Als Antwort darauf entsteht einer der faszinierendsten Charaktere der ganzen Erzählung: der manische Vigilant Rorschach. Er ist eine der kongenialen Schöpfungen der Literatur- und nun, dank Snyder, auch Filmhistorie. Ein perfekter Antiheld, der von jedermann geächtet wird, doch eigentlich auf der moralisch richtigen Seite steht. Seine gewalttätigen Mittel und sein kompromissloser Hass gegen das Verbrechen ist im tieferen Sinne ein Hass, der sich gegen Gewalt und Lüge schlechthin richtet. Die wahnsinnige Welt, die Rorschach von jeder Straßenecke anblickt, wirkt auf ihn wie ein Spiegel. So machte ihn der Wahnsinn der Menschheit irgendwann selbst irre.

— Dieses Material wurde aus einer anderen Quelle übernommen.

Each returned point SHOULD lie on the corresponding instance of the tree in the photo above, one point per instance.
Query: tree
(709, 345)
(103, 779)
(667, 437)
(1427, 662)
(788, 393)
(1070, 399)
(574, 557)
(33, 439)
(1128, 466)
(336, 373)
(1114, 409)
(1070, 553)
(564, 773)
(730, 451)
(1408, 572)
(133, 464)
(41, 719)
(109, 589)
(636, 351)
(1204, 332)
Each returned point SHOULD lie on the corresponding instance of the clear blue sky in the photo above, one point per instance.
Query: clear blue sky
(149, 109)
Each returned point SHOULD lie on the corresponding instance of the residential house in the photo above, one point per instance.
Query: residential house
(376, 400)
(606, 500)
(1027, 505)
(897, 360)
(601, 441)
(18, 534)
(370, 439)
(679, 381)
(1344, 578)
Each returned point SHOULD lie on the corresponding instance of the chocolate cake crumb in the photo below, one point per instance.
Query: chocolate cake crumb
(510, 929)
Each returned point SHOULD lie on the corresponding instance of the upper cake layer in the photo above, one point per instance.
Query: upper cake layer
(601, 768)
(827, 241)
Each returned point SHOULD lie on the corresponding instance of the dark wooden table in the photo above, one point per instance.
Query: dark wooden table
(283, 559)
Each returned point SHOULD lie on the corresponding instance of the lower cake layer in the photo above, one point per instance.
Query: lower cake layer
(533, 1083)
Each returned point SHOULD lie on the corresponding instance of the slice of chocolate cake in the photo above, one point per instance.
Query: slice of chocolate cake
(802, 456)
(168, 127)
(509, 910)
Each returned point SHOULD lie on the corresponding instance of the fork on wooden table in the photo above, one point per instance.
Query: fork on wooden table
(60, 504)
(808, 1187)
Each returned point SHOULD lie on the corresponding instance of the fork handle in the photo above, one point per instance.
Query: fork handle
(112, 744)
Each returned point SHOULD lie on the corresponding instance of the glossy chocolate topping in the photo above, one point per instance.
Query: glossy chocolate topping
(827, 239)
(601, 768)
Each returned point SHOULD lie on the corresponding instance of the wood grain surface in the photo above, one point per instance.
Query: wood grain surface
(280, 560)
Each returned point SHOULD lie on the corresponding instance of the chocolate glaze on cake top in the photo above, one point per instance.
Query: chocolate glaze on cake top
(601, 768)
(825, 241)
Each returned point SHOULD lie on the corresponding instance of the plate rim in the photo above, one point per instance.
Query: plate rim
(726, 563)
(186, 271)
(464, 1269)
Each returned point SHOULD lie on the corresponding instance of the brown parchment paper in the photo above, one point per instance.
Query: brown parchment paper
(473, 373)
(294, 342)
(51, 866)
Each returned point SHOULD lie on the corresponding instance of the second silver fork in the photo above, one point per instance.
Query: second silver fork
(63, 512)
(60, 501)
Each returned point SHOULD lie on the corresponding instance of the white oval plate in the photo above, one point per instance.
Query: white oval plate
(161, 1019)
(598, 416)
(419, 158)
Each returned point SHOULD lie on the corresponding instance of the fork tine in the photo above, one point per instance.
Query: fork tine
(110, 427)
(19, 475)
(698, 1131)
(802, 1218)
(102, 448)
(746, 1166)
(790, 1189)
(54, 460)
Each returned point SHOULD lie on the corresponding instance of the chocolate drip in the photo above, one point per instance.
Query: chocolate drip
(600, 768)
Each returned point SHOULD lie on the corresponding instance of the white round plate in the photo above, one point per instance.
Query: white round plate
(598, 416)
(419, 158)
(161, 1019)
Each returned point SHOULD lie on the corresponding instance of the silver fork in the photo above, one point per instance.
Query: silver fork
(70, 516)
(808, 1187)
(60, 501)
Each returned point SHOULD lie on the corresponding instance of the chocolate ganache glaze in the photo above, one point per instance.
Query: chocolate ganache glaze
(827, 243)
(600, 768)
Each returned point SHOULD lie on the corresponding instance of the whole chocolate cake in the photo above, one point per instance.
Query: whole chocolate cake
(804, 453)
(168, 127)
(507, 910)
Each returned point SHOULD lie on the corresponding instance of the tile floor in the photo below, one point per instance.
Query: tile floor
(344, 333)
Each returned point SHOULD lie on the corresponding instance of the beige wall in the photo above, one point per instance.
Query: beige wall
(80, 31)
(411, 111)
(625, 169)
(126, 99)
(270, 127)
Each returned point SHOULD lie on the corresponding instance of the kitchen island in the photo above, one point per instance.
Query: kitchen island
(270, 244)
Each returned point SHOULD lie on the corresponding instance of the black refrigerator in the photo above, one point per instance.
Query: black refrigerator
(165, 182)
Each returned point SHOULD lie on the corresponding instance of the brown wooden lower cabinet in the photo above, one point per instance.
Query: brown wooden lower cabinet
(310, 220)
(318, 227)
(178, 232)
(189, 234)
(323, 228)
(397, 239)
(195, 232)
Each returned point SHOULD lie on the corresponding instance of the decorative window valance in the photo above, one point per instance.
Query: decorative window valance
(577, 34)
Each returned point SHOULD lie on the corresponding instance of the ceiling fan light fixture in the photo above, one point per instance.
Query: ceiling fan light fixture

Auch die anderen Charaktere stehen Rorschach in ihrer intelligenten und interessanten Aufbereitung in nichts nach. Neben Nite Owl (Patrick Wilson), der sich ohne sein Kostüm impotent fühlt und der verzogenen Amazone Silk Spectre (Malin Akerman), sind vor allem Ozymandias (Matthew Goode) und Dr. Manhattan (Billy Crudup) äußerst spannende Antihelden. Allesamt treten sie als Individuen auf, die sich in ihre Alter Egos flüchten. Das Damoklesschwert des Kalten Krieges entstellt sich psychologisch so sehr, dass sie sich nur noch unter einer Maske, als Puppen, wirklich echt fühlen.

Figurentechnisch entpuppt sich Watchmen also als vielschichtiges Werk, wohingegen Snyder bei den politischen Themen wichtige Zwischentöne fehlen. Er musste gezwungenermaßen manche bedeutsame Wendungen der Vorlage auslassen, da sie sich eben lediglich im Medium Comic vollkommen reibungslos realisieren lassen. Auf der anderen Seite ist Snyder leider nicht in der Lage diese auf filmische Weise neu zu interpretieren. Man könnte also zum Schluss gelangen, dass er dem Zuschauer lediglich eine Diätversion des Graphic Novels bietet, das gerade die essentiellen Momente verliert.

© Paramount Pictures

Dann missachtet man allerdings, dass auch der Film Watchmen nichtsdestotrotz ein Werk geblieben ist, das tief schürft, zum Nach- und Weiterdenken anregt und gerade deswegen auch beim zweiten und dritten Mal noch funktioniert. Die amerikanische Kritikerlegende Roger Ebert sagte einmal, der Film wolle sogar, dass man ihn mehrmals schaue, um Stück für Stück mehr versteckte Details zu entdecken und immer wieder den großen Themen darin zu begegnen.

Eben deswegen sollte Snyders Adaption ein zeitloses Werk bleiben, genau wie seine Vorlage. Der audiovisuelle Stil des Films ist ohnehin meisterhaft. Daran dürfte selbst der hartgesottenste Kritiker keine Zweifel hegen.

Das Graphic Novel funktioniert und ist immer eine Empfehlung wert. Das hatten wir bereits zu Beginn festgestellt. Doch auch der Film funktioniert. Spätestens dann, wenn man ihn auf sich wirken lässt und sich ein zweites Mal oder drittes Mal zu Gemüte führt.

Dennoch ist Watchmen nicht auf ganzer Linie massentauglich. Allerdings gehört genau das zu den Errungenschaften des Films. Ich würde sogar so weit gehen zu sagen, dass in Zack Snyders Version das Beste von Arthouse-Kino und Massenunterhaltung zusammenkommt. Hier werden eine höchst originelle Story und ausdifferenzierte Charaktere mit bildgewaltigem Pathos und virtuoser Actioninszenierung kombiniert. Für mich steht der Film damit in einer Linie mit Christopher Nolans The Dark Knight-Trilogie.

Gerade in der heutigen Zeit, in der die Kinolandschaft von Superhelden-Einheitsbrei überbevölkert ist, gewinnt Watchmen als Genrefilm mit starkem Neonoir-Einschlag an Relevanz wie nie zuvor.